However, ASH stated that the message that vaping was much less harmful than smoking was still yet to get through to all smokers. Some 9mn still smoke in the UK despite a big rise in e-cigarette use.

In 2012, there were 700,000 vapers in the UK; now there are 2.9mn. The main reason ex-smokers give for vaping is to help them stop smoking. Current smokers say they do it principally to reduce the amount they smoke.

Scientists say evidence suggests that the risks of exposure to toxins for e-cigarette users are likely to be low – and much lower than with tobacco.

Deborah Arnott, the campaigning health charity’s chief executive, said the figures on vapers who had quit smoking were “excellent news” but added that the rate of people switching to electronic versions had peaked. “The rapid growth in e-cigarette use has come to an end,” she said.

This is owing to more than a third of smokers having still never tried e-cigarettes, as a result of concerns about their safety and addictiveness.

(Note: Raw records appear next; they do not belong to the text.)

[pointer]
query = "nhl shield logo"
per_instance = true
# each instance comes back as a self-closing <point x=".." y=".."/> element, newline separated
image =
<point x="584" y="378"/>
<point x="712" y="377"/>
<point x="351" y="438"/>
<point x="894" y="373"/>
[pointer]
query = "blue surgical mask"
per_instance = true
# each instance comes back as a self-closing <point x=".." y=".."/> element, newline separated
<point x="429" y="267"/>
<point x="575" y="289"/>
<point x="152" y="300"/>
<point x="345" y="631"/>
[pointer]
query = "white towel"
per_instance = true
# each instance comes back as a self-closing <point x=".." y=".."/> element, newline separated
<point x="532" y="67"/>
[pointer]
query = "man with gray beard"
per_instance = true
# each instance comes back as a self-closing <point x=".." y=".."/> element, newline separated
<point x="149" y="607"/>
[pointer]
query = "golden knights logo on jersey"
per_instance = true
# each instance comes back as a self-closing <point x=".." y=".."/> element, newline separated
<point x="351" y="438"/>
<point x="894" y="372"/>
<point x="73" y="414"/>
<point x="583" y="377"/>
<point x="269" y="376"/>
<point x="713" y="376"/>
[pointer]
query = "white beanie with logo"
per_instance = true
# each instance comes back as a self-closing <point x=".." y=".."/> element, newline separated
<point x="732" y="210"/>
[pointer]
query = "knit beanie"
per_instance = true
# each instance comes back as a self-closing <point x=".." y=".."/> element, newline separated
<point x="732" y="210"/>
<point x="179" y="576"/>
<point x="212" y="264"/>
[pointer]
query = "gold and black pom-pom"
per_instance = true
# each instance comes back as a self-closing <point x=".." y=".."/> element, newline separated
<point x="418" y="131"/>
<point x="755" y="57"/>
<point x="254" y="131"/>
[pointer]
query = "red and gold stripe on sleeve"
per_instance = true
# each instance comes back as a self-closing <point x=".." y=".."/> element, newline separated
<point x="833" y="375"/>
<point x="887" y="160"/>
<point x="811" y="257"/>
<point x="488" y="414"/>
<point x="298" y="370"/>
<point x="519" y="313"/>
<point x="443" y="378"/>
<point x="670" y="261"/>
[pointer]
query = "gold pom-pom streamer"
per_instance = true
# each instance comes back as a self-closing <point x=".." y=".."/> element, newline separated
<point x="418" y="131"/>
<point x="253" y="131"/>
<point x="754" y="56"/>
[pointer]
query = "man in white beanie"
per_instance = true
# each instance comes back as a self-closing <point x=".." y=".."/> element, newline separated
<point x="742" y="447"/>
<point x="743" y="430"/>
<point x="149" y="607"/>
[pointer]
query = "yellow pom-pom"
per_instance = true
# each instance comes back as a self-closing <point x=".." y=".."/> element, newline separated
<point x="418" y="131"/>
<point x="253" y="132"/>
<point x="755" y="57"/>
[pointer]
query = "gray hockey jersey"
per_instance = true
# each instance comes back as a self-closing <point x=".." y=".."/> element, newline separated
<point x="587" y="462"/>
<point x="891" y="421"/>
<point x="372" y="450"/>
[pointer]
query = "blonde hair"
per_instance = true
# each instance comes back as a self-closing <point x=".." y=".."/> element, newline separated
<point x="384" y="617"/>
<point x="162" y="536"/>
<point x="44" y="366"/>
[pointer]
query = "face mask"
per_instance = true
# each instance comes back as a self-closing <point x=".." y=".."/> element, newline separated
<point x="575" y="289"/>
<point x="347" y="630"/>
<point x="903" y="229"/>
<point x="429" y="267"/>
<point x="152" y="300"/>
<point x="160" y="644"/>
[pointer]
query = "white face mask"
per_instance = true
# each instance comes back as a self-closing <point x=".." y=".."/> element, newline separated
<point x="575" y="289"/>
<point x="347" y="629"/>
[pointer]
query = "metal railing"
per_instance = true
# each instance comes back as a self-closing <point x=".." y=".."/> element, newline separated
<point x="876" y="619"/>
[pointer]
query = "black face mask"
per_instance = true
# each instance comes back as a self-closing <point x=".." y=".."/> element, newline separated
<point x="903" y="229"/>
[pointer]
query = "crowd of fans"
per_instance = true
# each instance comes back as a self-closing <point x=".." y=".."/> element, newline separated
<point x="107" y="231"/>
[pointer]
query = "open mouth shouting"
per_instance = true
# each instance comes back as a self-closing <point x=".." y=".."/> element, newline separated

However, research suggests that 26% of people think e-cigarettes are more – or as equally – harmful as smoking tobacco while only 13% believe they are a lot less harmful.

“It’s very important smokers realise that vaping is much, much less harmful than smoking,” Arnott continued.

People who combine electronic and standard cigarette smoking are still being exposed to the cancer-causing substances in tobacco smoke, increasing their risk of lung cancers, bronchitis and other diseases, although Public Health England believes levels of nicotine in e-cigarettes are unlikely to pose any significant health risk.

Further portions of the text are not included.